Advances in predictive technology are extremely promising in terms of commercial and scientific value creation, but they do require risk mitigation as well. Some of these risks center on data privacy and security. With exponential increases in data volume, the importance of protecting data from hackers and mitigating other privacy concerns increase as well. Additionally, researchers point out the risk of hard wiring overt and unconscious societal biases into predictive models and algorithms, an issue that will be of great importance to policymakers and big technology companies.
The Limitations of Predictive Modeling
Despite its numerous high-value benefits, predictive modeling certainly has its limitations. Unless certain conditions are met, predictive modeling may not provide the entirety of its potential value. In fact, if these conditions are not met, predictive models may not provide any value over legacy methods or conventional wisdom. It is important to consider these limitations to capture the maximum amount of value from predictive modeling initiatives. According to McKinsey and Co., which recently analyzed use cases, value creation, and limitations, here are some of the challenges:
Especially in Machine Learning, in which a computer is constructing the predictive model, data must be labeled and categorized appropriately. This process can be imprecise, full of errors, and a generally colossal undertaking. However, it is a necessary component of constructing a model, and, if proper classification and labeling cannot be completed, any predictive model produced will suffer from poor performance and issues associated with improper categorization.
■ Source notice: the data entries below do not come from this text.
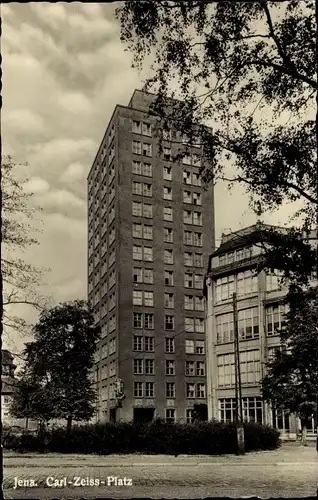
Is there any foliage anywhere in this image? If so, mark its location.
[2,421,280,455]
[1,156,47,334]
[116,0,318,282]
[262,287,318,420]
[12,301,99,428]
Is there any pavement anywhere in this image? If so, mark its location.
[3,443,318,499]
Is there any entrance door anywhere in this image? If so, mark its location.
[134,408,155,424]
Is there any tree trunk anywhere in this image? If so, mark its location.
[301,424,307,446]
[66,415,72,436]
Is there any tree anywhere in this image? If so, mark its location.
[1,156,47,340]
[262,287,318,444]
[116,0,318,278]
[12,301,99,432]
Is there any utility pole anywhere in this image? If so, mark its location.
[233,293,245,455]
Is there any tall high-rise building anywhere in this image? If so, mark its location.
[88,90,214,421]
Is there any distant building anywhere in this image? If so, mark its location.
[205,224,317,437]
[88,90,214,421]
[1,349,16,425]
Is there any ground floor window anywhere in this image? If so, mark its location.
[219,396,263,424]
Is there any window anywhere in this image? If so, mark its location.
[183,231,193,245]
[133,290,142,306]
[196,384,205,398]
[132,141,141,155]
[144,292,154,307]
[186,361,195,377]
[184,295,194,311]
[163,250,173,264]
[165,293,174,309]
[184,317,194,332]
[133,223,142,238]
[238,307,259,340]
[165,337,175,354]
[163,227,173,243]
[193,253,203,267]
[194,297,204,311]
[145,359,155,375]
[185,340,194,354]
[183,190,192,203]
[187,384,195,399]
[132,120,141,134]
[142,182,152,196]
[165,271,173,286]
[144,313,155,330]
[132,181,142,195]
[196,361,205,377]
[237,270,258,296]
[145,337,155,352]
[186,408,194,424]
[142,142,152,156]
[166,408,176,424]
[132,161,141,175]
[165,316,174,330]
[215,313,234,344]
[132,201,142,217]
[219,397,263,424]
[265,304,286,335]
[193,233,203,247]
[166,382,176,398]
[193,212,202,226]
[133,245,142,260]
[163,167,172,181]
[166,359,176,375]
[142,122,151,137]
[163,186,172,200]
[145,382,155,398]
[184,273,193,288]
[134,382,143,398]
[143,226,153,240]
[144,247,153,262]
[215,276,235,302]
[133,335,143,351]
[133,313,142,328]
[184,252,193,266]
[195,340,205,354]
[142,163,152,177]
[134,359,144,375]
[133,267,143,283]
[163,207,173,222]
[163,147,171,161]
[194,274,203,290]
[144,269,153,285]
[143,203,152,219]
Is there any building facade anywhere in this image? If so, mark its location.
[205,225,317,438]
[1,349,16,425]
[88,91,214,421]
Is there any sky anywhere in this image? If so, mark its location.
[1,2,302,352]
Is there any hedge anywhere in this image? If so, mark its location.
[3,420,281,455]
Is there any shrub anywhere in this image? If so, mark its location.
[3,420,280,455]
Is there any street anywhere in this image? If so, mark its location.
[3,443,318,499]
Obtaining Massive Training Datasets
In order for statistical methods to be consistently successful at predicting outcomes, a basic tenet needs to be met: sufficient sample size. If a predictive modeling professional doesn’t have sufficient amounts of data to construct the model, the model produced will be unduly influenced by noise in the data that is used. Of course, relatively small datasets tend to exhibit more variation or, in other words, more noise. Currently, the number of records required to reach sufficiently high model performance ranges from the thousands to the millions. In addition to size, the data used must be representative of the target population. If the sample size is large enough, the data should have a wide variety of records, including unique or odd cases, to refine the model.
The Explainability Problem
As more complex and esoteric models and methodologies become available, it will often be a great challenge to untangle models to determine why a certain decision or prediction was made. As models intake more data records or more variables, factors that could explain predictions become murky, a significant limitation in some fields. In industries or use cases that require explainability, such as environments that have significant legal or regulatory consequences, the need to document processes and decisions can hinder the use of complex models. This limitation will likely drive demand for new methodologies that can handle huge data volumes and complexities while also remaining transparent in decision making.
Generalizability of Learning
Generalizability refers to the ability of the model to be generalized from one use case to another. Unlike humans, models tend to struggle with generalizability, also known as external validity. In general, when a model is constructed for a particular case, it should not be used for a different case. Although methods like transfer learning, an approach that attempts to remedy this very issue, are in development, generalizability remains a significant limitation of predictive modeling.
Bias in Data and Algorithms
Though it’s more of an ethical or philosophical issue than a technical one, some argue that researchers and professionals creating predictive models must be careful when choosing which data to use and which to exclude. Because historical biases can be engrained at the lowest level of data, great care must be taken when attempting to address these biases, or their repercussions could be perpetuated into the future by predictive models.